Model¶

Some methods of tdclient.client.Client returns model object which represents results from REST API.

tdclient.model¶

class tdclient.model.Model(client)[source]¶

Bases: object

property client¶

a tdclient.client.Client instance

Type: Returns

tdclient.models¶

tdclient.models.BulkImport = <class 'tdclient.bulk_import_model.BulkImport'>[source]¶: Bulk-import session on Treasure Data Service

tdclient.models.Database = <class 'tdclient.database_model.Database'>[source]¶: Database on Treasure Data Service

tdclient.models.Schema = <class 'tdclient.job_model.Schema'>[source]¶: Schema of a database table on Treasure Data Service

tdclient.models.Job = <class 'tdclient.job_model.Job'>[source]¶: Job on Treasure Data Service

tdclient.models.Result = <class 'tdclient.result_model.Result'>[source]¶: Result on Treasure Data Service

tdclient.models.ScheduledJob = <class 'tdclient.schedule_model.ScheduledJob'>[source]¶: Scheduled job on Treasure Data Service

tdclient.models.Schedule = <class 'tdclient.schedule_model.Schedule'>[source]¶: Schedule on Treasure Data Service

tdclient.models.Table = <class 'tdclient.table_model.Table'>[source]¶: Database table on Treasure Data Service

tdclient.models.User = <class 'tdclient.user_model.User'>[source]¶: User on Treasure Data Service

tdclient.bulk_import_model¶

class tdclient.bulk_import_model.BulkImport(client, **kwargs)[source]¶

Bases: tdclient.model.Model

Bulk-import session on Treasure Data Service

commit(wait=False, wait_interval=5, timeout=None)[source]¶: Commit bulk import

delete()[source]¶: Delete bulk import

delete_part(part_name)[source]¶

Delete a part of a Bulk Import session

Parameters: part_name (str) – name of a part of the bulk import session
Returns: True if succeeded.

error_record_items()[source]¶

Fetch error record rows.

Yields: Error record

freeze()[source]¶: Freeze bulk import

list_parts()[source]¶

Return the list of available parts uploaded through bulk_import_upload_part().

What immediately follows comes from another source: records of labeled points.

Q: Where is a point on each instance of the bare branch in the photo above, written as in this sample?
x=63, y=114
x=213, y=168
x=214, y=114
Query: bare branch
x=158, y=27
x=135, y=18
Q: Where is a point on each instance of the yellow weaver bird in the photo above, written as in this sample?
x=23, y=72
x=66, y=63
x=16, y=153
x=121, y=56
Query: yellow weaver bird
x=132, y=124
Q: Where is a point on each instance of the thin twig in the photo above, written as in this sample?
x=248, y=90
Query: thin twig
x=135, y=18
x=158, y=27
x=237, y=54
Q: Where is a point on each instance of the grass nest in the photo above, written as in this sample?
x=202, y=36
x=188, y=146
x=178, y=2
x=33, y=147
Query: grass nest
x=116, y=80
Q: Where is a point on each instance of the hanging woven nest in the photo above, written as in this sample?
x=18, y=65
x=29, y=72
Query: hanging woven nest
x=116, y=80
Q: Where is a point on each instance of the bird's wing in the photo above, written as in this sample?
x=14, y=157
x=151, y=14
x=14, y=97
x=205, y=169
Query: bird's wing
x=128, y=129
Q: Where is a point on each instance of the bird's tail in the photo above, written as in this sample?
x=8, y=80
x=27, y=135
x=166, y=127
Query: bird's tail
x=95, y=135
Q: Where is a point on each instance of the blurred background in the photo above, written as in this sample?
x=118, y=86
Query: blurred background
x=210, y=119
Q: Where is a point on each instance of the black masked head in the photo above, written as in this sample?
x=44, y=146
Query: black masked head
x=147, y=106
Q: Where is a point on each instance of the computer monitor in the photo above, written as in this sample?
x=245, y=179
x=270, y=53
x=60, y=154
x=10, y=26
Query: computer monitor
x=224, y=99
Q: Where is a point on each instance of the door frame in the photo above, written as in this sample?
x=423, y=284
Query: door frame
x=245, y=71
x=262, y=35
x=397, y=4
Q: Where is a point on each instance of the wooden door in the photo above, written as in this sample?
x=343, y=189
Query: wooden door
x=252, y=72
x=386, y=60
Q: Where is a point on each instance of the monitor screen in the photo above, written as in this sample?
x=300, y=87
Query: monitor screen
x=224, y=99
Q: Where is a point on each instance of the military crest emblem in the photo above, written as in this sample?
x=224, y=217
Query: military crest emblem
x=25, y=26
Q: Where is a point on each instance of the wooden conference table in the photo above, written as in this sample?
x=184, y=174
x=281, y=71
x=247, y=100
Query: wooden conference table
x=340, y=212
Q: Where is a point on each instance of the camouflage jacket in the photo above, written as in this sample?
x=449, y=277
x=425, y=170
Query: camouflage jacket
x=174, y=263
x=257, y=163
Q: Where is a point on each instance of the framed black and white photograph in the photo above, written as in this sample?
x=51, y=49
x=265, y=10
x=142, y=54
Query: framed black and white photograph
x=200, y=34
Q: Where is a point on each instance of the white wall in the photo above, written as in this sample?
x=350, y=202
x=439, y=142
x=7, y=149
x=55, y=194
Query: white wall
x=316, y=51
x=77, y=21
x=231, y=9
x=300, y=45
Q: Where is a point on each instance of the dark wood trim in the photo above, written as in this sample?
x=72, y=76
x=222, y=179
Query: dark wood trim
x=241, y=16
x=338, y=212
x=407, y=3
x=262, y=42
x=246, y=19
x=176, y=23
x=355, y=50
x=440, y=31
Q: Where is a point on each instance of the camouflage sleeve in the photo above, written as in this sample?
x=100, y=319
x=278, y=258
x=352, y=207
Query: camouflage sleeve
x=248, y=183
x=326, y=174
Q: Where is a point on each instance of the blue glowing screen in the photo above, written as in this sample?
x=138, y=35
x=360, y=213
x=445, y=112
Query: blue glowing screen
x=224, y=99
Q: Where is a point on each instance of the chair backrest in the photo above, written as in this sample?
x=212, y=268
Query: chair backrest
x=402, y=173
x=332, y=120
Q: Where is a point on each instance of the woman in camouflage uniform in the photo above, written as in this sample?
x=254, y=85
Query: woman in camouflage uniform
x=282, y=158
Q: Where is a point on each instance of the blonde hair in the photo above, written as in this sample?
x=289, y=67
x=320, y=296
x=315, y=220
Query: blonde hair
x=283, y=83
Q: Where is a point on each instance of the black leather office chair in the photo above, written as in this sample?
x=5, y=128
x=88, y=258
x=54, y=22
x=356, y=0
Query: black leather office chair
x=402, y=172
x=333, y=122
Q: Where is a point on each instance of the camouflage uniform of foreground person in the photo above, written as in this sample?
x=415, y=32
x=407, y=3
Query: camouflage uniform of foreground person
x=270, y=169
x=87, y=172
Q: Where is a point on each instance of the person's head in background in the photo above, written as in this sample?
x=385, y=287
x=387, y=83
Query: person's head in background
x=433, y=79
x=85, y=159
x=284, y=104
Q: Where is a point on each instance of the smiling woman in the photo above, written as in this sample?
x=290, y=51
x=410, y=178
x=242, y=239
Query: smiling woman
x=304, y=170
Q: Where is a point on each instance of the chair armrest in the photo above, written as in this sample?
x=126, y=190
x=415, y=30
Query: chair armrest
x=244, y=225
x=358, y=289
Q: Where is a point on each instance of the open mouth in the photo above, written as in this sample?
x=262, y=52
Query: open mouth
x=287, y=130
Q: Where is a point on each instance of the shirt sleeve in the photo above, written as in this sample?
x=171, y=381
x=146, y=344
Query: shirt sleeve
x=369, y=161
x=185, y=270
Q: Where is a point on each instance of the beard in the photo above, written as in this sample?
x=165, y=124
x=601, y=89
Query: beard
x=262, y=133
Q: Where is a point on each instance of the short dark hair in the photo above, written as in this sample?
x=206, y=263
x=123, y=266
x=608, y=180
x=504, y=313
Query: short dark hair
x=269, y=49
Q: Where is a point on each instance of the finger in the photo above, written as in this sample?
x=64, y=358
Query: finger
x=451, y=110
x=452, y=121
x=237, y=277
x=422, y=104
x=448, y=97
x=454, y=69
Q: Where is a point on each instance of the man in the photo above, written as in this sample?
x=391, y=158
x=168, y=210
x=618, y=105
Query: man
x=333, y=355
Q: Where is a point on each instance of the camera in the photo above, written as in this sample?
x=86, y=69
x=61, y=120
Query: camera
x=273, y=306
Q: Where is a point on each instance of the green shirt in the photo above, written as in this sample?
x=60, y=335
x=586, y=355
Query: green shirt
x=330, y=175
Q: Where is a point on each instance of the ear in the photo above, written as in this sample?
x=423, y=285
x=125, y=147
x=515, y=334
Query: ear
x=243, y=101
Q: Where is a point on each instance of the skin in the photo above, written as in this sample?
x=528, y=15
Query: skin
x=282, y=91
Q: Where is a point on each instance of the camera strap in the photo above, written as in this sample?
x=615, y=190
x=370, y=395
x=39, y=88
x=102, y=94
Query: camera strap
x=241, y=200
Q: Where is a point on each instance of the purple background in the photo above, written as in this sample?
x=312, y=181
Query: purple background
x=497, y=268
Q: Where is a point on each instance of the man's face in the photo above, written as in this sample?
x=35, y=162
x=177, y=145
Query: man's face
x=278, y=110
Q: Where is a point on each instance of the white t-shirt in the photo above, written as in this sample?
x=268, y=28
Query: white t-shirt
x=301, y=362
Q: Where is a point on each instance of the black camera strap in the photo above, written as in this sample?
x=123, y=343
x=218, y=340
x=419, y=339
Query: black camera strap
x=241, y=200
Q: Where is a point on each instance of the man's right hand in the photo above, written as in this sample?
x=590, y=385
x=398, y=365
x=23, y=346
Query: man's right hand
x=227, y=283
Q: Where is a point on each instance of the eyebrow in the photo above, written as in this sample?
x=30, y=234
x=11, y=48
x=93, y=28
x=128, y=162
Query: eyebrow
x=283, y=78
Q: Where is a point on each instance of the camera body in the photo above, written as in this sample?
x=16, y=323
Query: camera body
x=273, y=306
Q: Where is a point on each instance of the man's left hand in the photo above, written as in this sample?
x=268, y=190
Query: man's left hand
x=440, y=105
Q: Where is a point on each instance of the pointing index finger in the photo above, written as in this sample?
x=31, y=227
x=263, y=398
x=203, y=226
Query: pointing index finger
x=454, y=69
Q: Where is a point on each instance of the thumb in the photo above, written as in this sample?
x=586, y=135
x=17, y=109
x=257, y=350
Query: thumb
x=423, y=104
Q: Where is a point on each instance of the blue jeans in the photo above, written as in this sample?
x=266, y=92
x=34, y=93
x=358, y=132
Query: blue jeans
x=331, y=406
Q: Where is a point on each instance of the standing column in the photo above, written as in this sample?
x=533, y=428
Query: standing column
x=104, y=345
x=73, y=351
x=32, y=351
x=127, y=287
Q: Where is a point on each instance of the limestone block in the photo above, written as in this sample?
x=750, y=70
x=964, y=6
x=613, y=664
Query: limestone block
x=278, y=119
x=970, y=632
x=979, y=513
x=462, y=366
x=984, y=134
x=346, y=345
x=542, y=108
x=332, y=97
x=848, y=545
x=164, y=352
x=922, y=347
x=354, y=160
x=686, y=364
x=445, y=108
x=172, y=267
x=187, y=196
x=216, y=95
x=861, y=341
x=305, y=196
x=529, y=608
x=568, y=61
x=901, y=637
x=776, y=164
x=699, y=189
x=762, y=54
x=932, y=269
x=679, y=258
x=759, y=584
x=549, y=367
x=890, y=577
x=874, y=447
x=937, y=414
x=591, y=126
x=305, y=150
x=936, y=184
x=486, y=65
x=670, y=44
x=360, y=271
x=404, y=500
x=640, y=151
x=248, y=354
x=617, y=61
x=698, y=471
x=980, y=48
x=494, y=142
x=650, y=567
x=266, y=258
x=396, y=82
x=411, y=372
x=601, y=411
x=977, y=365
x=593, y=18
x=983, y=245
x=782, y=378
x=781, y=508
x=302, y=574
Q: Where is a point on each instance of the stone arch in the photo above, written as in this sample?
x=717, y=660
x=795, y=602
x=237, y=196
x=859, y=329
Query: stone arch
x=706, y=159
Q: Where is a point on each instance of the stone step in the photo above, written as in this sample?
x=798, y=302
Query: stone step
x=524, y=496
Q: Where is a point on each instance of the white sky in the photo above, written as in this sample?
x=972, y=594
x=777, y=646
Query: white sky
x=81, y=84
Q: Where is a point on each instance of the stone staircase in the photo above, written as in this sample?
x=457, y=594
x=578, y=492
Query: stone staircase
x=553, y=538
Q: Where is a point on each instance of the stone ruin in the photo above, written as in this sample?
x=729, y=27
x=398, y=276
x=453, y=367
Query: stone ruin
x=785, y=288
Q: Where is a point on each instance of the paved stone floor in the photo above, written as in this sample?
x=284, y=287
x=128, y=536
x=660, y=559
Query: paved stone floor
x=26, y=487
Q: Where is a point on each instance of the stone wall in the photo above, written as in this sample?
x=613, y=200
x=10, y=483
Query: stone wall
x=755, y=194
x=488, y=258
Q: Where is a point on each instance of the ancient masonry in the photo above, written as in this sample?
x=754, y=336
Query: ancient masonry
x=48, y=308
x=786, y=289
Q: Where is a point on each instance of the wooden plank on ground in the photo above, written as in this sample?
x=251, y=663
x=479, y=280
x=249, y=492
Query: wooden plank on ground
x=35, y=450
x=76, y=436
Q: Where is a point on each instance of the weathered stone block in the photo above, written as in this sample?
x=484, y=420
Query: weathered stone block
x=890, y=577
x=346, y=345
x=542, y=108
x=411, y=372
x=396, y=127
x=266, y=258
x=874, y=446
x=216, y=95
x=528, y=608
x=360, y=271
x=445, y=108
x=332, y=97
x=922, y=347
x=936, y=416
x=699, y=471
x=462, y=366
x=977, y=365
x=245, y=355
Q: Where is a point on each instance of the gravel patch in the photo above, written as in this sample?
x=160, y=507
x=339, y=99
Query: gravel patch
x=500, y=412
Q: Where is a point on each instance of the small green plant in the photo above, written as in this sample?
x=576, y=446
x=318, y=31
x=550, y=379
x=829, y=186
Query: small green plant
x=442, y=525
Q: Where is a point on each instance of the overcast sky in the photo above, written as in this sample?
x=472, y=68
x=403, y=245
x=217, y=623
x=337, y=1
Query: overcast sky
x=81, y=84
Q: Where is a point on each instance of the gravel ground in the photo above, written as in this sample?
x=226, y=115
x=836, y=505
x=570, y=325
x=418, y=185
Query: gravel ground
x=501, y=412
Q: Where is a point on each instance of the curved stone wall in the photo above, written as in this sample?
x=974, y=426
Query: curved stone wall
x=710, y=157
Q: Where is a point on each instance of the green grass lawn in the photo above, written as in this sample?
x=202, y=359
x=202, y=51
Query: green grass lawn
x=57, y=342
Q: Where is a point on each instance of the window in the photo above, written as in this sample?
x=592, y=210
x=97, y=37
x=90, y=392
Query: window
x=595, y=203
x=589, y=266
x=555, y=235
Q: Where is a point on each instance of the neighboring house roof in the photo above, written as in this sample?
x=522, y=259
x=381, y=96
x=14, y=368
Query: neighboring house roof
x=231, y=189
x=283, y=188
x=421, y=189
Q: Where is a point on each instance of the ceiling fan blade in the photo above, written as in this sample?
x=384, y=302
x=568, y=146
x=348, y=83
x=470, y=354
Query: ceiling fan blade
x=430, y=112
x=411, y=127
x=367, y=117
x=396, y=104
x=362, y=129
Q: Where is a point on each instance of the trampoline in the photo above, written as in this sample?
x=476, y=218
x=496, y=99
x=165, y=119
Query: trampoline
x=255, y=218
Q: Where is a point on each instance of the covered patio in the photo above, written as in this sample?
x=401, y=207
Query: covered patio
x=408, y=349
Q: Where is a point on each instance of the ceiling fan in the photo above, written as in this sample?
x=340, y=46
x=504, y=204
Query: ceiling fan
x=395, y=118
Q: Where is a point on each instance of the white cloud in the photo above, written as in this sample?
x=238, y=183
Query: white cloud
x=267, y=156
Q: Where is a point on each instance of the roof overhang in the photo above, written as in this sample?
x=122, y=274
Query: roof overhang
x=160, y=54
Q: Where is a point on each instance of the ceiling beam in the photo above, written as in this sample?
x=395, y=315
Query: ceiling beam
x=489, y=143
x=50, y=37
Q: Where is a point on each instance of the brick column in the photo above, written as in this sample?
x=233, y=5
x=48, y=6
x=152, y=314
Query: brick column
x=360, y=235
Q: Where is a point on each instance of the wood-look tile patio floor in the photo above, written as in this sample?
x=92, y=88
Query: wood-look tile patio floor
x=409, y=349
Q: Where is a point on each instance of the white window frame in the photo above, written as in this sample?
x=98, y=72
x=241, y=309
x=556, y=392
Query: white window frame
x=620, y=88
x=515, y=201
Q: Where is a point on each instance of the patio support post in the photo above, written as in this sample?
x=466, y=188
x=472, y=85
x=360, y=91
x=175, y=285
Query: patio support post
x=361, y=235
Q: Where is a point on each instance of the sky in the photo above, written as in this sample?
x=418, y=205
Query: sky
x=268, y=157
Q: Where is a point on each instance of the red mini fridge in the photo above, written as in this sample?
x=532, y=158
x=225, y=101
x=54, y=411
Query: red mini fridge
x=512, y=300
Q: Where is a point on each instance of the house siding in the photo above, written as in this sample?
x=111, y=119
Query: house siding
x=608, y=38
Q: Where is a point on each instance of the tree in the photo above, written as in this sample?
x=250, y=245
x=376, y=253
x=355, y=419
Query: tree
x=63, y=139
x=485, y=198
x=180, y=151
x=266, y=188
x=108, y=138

Returns: The list of bulk import part name.
Return type: [str]

perform(wait=False, wait_interval=5, wait_callback=None)[source]¶

Perform bulk import

Parameters

wait (bool, optional) – Flag for wait bulk import job. Default False
wait_interval (int, optional) – wait interval in second. Default 5.
wait_callback (callable, optional) – A callable to be called on every tick of wait interval.

unfreeze()[source]¶: Unfreeze bulk import

update()[source]¶

upload_file(part_name, fmt, file_like, **kwargs)[source]¶

Upload a part to Bulk Import session, from an existing file on filesystem.

Parameters

part_name (str) – name of a part of the bulk import session
fmt (str) – format of data type (e.g. “msgpack”, “json”, “csv”, “tsv”)
file_like (str or file-like) – the name of a file, or a file-like object, containing the data
**kwargs – extra arguments.

There is more documentation on fmt, file_like and **kwargs at file import parameters.

In particular, for “csv” and “tsv” data, you can change how data columns are parsed using the dtypes and converters arguments.

dtypes is a dictionary used to specify a datatype for individual columns, for instance {"col1": "int"}. The available datatypes are "bool", "float", "int", "str" and "guess". If a column is also mentioned in converters, then the function will be used, NOT the datatype.
converters is a dictionary used to specify a function that will be used to parse individual columns, for instace {"col1", int}.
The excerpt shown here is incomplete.